# coolermaster storm enforcer fan mod



## automaton (Feb 11, 2003)

coolermaster storm enforcer 2x 200mm fan front intake top exhaust 110cfm 
I want to put a 103 cfm fan in rear exhaust
what do you think/:dance:


----------



## JimE (Apr 16, 2009)

You can pretty much put anything anywhere that you like (space permitting) with a few modifications.

With that being said, what exactly are you asking? There is likely already a fan opening in the rear of that case, so it's just a matter of using a fan that fits that opening.


----------



## Tyree (May 10, 2009)

Specs for that case says it comes with 1 x 120mm rear fan & 1 x 200mm front fan.
If you add a 120mm rear fan I would suggest disconnecting the top fan.


----------



## insertacoolname (Jan 26, 2012)

Why would you recommend disconnecting top fan? What about radiator at rear and top fan?


----------



## JimE (Apr 16, 2009)

Test and monitor temps.
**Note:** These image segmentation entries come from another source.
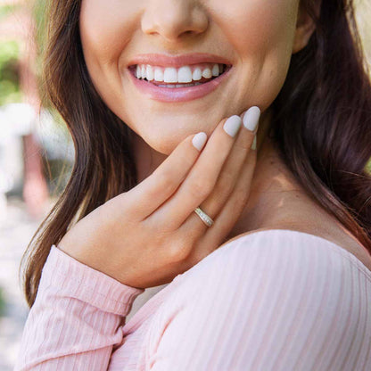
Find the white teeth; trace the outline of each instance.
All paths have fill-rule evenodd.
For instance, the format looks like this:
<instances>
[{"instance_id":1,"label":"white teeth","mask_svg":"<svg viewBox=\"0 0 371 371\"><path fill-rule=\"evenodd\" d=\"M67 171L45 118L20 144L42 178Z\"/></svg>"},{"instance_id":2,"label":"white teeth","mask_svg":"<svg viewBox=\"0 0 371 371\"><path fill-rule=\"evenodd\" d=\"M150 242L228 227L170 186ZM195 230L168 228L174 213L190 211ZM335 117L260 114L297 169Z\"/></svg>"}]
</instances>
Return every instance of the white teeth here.
<instances>
[{"instance_id":1,"label":"white teeth","mask_svg":"<svg viewBox=\"0 0 371 371\"><path fill-rule=\"evenodd\" d=\"M136 66L136 78L142 78L142 69L139 64Z\"/></svg>"},{"instance_id":2,"label":"white teeth","mask_svg":"<svg viewBox=\"0 0 371 371\"><path fill-rule=\"evenodd\" d=\"M163 73L164 82L178 82L177 81L177 70L173 67L167 67Z\"/></svg>"},{"instance_id":3,"label":"white teeth","mask_svg":"<svg viewBox=\"0 0 371 371\"><path fill-rule=\"evenodd\" d=\"M152 81L154 78L153 69L149 64L147 64L146 75L148 81Z\"/></svg>"},{"instance_id":4,"label":"white teeth","mask_svg":"<svg viewBox=\"0 0 371 371\"><path fill-rule=\"evenodd\" d=\"M205 78L212 78L211 70L209 68L206 68L202 70L202 77Z\"/></svg>"},{"instance_id":5,"label":"white teeth","mask_svg":"<svg viewBox=\"0 0 371 371\"><path fill-rule=\"evenodd\" d=\"M202 85L201 82L195 82L194 84L169 84L169 85L158 85L159 87L169 87L173 89L175 87L197 87L197 85Z\"/></svg>"},{"instance_id":6,"label":"white teeth","mask_svg":"<svg viewBox=\"0 0 371 371\"><path fill-rule=\"evenodd\" d=\"M192 70L194 70L192 71ZM156 67L149 64L138 64L135 70L136 78L146 78L148 81L164 81L167 83L190 83L199 81L202 78L212 78L221 75L225 70L223 64L213 64L206 67L191 68L183 66L178 69L174 67ZM184 87L185 85L183 85Z\"/></svg>"},{"instance_id":7,"label":"white teeth","mask_svg":"<svg viewBox=\"0 0 371 371\"><path fill-rule=\"evenodd\" d=\"M188 66L181 67L177 71L177 82L191 82L192 70Z\"/></svg>"},{"instance_id":8,"label":"white teeth","mask_svg":"<svg viewBox=\"0 0 371 371\"><path fill-rule=\"evenodd\" d=\"M192 79L194 81L198 81L201 80L202 78L202 71L201 70L201 69L196 68L194 70L194 73L192 75Z\"/></svg>"},{"instance_id":9,"label":"white teeth","mask_svg":"<svg viewBox=\"0 0 371 371\"><path fill-rule=\"evenodd\" d=\"M163 71L160 67L154 68L154 79L156 81L163 81Z\"/></svg>"}]
</instances>

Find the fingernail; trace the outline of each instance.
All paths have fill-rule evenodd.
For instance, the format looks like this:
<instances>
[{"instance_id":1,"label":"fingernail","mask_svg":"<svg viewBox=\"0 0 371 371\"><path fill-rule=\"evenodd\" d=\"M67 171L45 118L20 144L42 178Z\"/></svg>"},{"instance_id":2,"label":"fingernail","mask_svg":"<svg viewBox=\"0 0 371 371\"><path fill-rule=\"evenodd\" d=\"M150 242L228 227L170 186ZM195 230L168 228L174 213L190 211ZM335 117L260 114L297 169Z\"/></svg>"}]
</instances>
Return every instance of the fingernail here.
<instances>
[{"instance_id":1,"label":"fingernail","mask_svg":"<svg viewBox=\"0 0 371 371\"><path fill-rule=\"evenodd\" d=\"M201 131L193 137L192 144L195 148L197 148L198 151L201 151L205 145L207 138L208 136L206 135L206 133Z\"/></svg>"},{"instance_id":2,"label":"fingernail","mask_svg":"<svg viewBox=\"0 0 371 371\"><path fill-rule=\"evenodd\" d=\"M251 144L251 150L254 150L254 151L256 150L256 135L254 136L254 140Z\"/></svg>"},{"instance_id":3,"label":"fingernail","mask_svg":"<svg viewBox=\"0 0 371 371\"><path fill-rule=\"evenodd\" d=\"M238 132L238 129L241 127L242 120L239 116L234 115L227 119L224 123L223 128L224 131L230 136L234 137Z\"/></svg>"},{"instance_id":4,"label":"fingernail","mask_svg":"<svg viewBox=\"0 0 371 371\"><path fill-rule=\"evenodd\" d=\"M250 107L243 115L243 126L251 131L255 131L260 117L260 109L257 106Z\"/></svg>"}]
</instances>

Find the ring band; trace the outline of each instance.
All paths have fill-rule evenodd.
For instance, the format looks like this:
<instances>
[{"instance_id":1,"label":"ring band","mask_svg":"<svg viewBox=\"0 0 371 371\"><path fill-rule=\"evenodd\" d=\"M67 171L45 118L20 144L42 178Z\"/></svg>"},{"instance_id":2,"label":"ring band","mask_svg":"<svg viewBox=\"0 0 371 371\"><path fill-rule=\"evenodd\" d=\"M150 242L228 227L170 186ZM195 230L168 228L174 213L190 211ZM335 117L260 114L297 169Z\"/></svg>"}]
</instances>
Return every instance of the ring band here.
<instances>
[{"instance_id":1,"label":"ring band","mask_svg":"<svg viewBox=\"0 0 371 371\"><path fill-rule=\"evenodd\" d=\"M201 220L203 221L203 223L206 224L208 227L211 227L214 223L214 220L210 217L209 217L206 212L202 211L200 208L194 209L194 212L200 217Z\"/></svg>"}]
</instances>

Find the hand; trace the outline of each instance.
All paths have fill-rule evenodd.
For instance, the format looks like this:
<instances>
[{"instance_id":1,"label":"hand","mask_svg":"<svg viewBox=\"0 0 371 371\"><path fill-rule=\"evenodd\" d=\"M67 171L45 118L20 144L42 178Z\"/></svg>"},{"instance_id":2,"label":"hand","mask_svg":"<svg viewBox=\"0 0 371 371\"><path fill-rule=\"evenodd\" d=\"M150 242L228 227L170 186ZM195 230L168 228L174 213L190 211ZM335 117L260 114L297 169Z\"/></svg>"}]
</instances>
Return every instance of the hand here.
<instances>
[{"instance_id":1,"label":"hand","mask_svg":"<svg viewBox=\"0 0 371 371\"><path fill-rule=\"evenodd\" d=\"M257 109L249 112L246 118ZM240 217L256 164L251 147L257 128L242 125L232 137L223 129L226 120L201 153L194 135L187 136L148 177L80 219L57 247L136 288L169 283L197 264ZM214 219L210 227L194 212L198 206Z\"/></svg>"}]
</instances>

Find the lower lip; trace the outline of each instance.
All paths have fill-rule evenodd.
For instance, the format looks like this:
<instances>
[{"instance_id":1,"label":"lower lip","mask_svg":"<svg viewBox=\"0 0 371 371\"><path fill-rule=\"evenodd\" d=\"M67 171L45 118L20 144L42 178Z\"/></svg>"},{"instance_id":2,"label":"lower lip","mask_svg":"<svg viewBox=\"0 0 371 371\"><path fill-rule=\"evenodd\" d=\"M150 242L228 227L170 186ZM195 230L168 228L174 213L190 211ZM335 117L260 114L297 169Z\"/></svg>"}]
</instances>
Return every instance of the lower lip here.
<instances>
[{"instance_id":1,"label":"lower lip","mask_svg":"<svg viewBox=\"0 0 371 371\"><path fill-rule=\"evenodd\" d=\"M159 87L148 81L138 79L129 70L128 73L137 89L150 99L160 102L187 102L199 99L214 91L228 76L232 68L218 78L202 85L188 87ZM163 83L166 84L166 83Z\"/></svg>"}]
</instances>

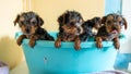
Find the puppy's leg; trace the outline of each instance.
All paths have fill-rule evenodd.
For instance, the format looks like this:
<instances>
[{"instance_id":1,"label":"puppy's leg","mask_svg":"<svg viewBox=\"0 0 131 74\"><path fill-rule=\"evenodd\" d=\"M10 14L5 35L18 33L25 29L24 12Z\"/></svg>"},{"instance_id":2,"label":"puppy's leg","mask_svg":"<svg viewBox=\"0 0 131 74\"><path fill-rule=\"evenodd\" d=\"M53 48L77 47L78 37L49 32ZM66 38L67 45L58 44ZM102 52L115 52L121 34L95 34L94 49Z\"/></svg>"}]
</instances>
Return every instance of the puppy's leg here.
<instances>
[{"instance_id":1,"label":"puppy's leg","mask_svg":"<svg viewBox=\"0 0 131 74\"><path fill-rule=\"evenodd\" d=\"M116 37L116 38L114 39L114 46L115 46L116 49L119 50L119 48L120 48L120 42L119 42L119 38L118 38L118 37Z\"/></svg>"},{"instance_id":2,"label":"puppy's leg","mask_svg":"<svg viewBox=\"0 0 131 74\"><path fill-rule=\"evenodd\" d=\"M17 38L16 44L17 44L19 46L21 46L22 40L23 40L24 38L26 38L26 36L25 36L25 35L21 35L21 36Z\"/></svg>"},{"instance_id":3,"label":"puppy's leg","mask_svg":"<svg viewBox=\"0 0 131 74\"><path fill-rule=\"evenodd\" d=\"M58 39L55 41L55 47L60 48L61 47L61 38L58 37Z\"/></svg>"},{"instance_id":4,"label":"puppy's leg","mask_svg":"<svg viewBox=\"0 0 131 74\"><path fill-rule=\"evenodd\" d=\"M75 50L81 49L81 40L79 37L76 37L76 39L74 40L74 48L75 48Z\"/></svg>"},{"instance_id":5,"label":"puppy's leg","mask_svg":"<svg viewBox=\"0 0 131 74\"><path fill-rule=\"evenodd\" d=\"M103 48L102 41L103 41L102 37L96 37L96 46L97 46L97 48Z\"/></svg>"},{"instance_id":6,"label":"puppy's leg","mask_svg":"<svg viewBox=\"0 0 131 74\"><path fill-rule=\"evenodd\" d=\"M33 48L35 46L35 41L37 39L37 36L31 36L31 39L29 39L29 46Z\"/></svg>"}]
</instances>

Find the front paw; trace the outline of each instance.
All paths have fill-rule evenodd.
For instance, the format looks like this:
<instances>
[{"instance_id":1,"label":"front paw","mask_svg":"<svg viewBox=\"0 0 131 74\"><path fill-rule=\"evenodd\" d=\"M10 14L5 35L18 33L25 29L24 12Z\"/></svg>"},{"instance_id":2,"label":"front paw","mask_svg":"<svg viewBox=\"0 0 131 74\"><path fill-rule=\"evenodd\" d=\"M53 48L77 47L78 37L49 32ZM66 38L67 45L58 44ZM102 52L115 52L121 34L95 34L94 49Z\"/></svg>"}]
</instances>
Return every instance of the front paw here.
<instances>
[{"instance_id":1,"label":"front paw","mask_svg":"<svg viewBox=\"0 0 131 74\"><path fill-rule=\"evenodd\" d=\"M119 50L120 44L119 42L115 42L115 48Z\"/></svg>"},{"instance_id":2,"label":"front paw","mask_svg":"<svg viewBox=\"0 0 131 74\"><path fill-rule=\"evenodd\" d=\"M75 50L80 50L81 46L80 45L74 45Z\"/></svg>"},{"instance_id":3,"label":"front paw","mask_svg":"<svg viewBox=\"0 0 131 74\"><path fill-rule=\"evenodd\" d=\"M60 47L61 47L61 41L56 40L56 41L55 41L55 47L56 47L56 48L60 48Z\"/></svg>"},{"instance_id":4,"label":"front paw","mask_svg":"<svg viewBox=\"0 0 131 74\"><path fill-rule=\"evenodd\" d=\"M35 41L34 40L29 40L28 45L33 48L35 46Z\"/></svg>"},{"instance_id":5,"label":"front paw","mask_svg":"<svg viewBox=\"0 0 131 74\"><path fill-rule=\"evenodd\" d=\"M97 48L103 48L103 44L102 42L97 42L96 46L97 46Z\"/></svg>"},{"instance_id":6,"label":"front paw","mask_svg":"<svg viewBox=\"0 0 131 74\"><path fill-rule=\"evenodd\" d=\"M17 39L17 40L16 40L16 44L17 44L19 46L21 46L21 45L22 45L22 40L21 40L21 39Z\"/></svg>"}]
</instances>

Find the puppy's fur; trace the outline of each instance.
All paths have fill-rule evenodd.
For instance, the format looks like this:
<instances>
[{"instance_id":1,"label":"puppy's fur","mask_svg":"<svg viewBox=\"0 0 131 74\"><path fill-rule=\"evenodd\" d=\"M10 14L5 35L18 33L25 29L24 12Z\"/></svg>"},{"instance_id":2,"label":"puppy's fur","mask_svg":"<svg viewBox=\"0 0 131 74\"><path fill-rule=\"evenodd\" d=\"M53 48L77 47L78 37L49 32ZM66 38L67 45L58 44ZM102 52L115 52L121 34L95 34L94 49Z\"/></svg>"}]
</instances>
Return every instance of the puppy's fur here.
<instances>
[{"instance_id":1,"label":"puppy's fur","mask_svg":"<svg viewBox=\"0 0 131 74\"><path fill-rule=\"evenodd\" d=\"M102 26L96 35L96 46L102 48L103 40L112 40L116 49L120 48L119 42L119 34L121 33L121 28L124 25L124 29L127 29L127 21L120 14L111 13L107 16L104 16L102 20L104 26Z\"/></svg>"},{"instance_id":2,"label":"puppy's fur","mask_svg":"<svg viewBox=\"0 0 131 74\"><path fill-rule=\"evenodd\" d=\"M19 14L14 21L14 26L19 24L23 35L16 40L17 45L22 44L24 38L29 39L29 46L34 47L36 40L55 40L46 29L41 28L43 18L35 12L23 12Z\"/></svg>"},{"instance_id":3,"label":"puppy's fur","mask_svg":"<svg viewBox=\"0 0 131 74\"><path fill-rule=\"evenodd\" d=\"M81 40L79 35L83 33L82 15L76 11L67 11L58 17L59 33L55 41L56 48L61 46L61 41L74 41L74 48L79 50Z\"/></svg>"},{"instance_id":4,"label":"puppy's fur","mask_svg":"<svg viewBox=\"0 0 131 74\"><path fill-rule=\"evenodd\" d=\"M98 28L102 26L100 17L93 17L91 20L87 20L82 24L83 27L83 34L80 35L80 38L82 41L87 40L88 37L94 37Z\"/></svg>"}]
</instances>

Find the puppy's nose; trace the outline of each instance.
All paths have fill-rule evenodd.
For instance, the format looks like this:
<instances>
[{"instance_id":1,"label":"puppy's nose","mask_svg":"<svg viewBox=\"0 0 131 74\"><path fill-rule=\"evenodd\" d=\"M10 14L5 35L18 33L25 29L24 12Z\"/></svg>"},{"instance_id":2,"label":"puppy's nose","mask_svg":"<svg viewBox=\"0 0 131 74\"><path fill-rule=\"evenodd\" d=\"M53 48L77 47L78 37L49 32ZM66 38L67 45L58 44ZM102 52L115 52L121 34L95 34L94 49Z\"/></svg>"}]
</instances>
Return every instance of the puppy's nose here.
<instances>
[{"instance_id":1,"label":"puppy's nose","mask_svg":"<svg viewBox=\"0 0 131 74\"><path fill-rule=\"evenodd\" d=\"M70 24L71 24L71 25L74 25L74 22L71 22Z\"/></svg>"},{"instance_id":2,"label":"puppy's nose","mask_svg":"<svg viewBox=\"0 0 131 74\"><path fill-rule=\"evenodd\" d=\"M114 27L112 27L112 29L117 29L117 27L116 27L116 26L114 26Z\"/></svg>"},{"instance_id":3,"label":"puppy's nose","mask_svg":"<svg viewBox=\"0 0 131 74\"><path fill-rule=\"evenodd\" d=\"M29 28L26 28L25 30L26 30L26 33L29 33Z\"/></svg>"}]
</instances>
All cases are different. Not all fans are the same.

Test in various combinations and monitor temps to see how it runs the coolest.


----------



## Tyree (May 10, 2009)

insertacoolname said:


> Why would you recommend disconnecting top fan? What about radiator at rear and top fan?


Side mounted and top mounted fans can disrupt the preferred front to rear airflow.


----------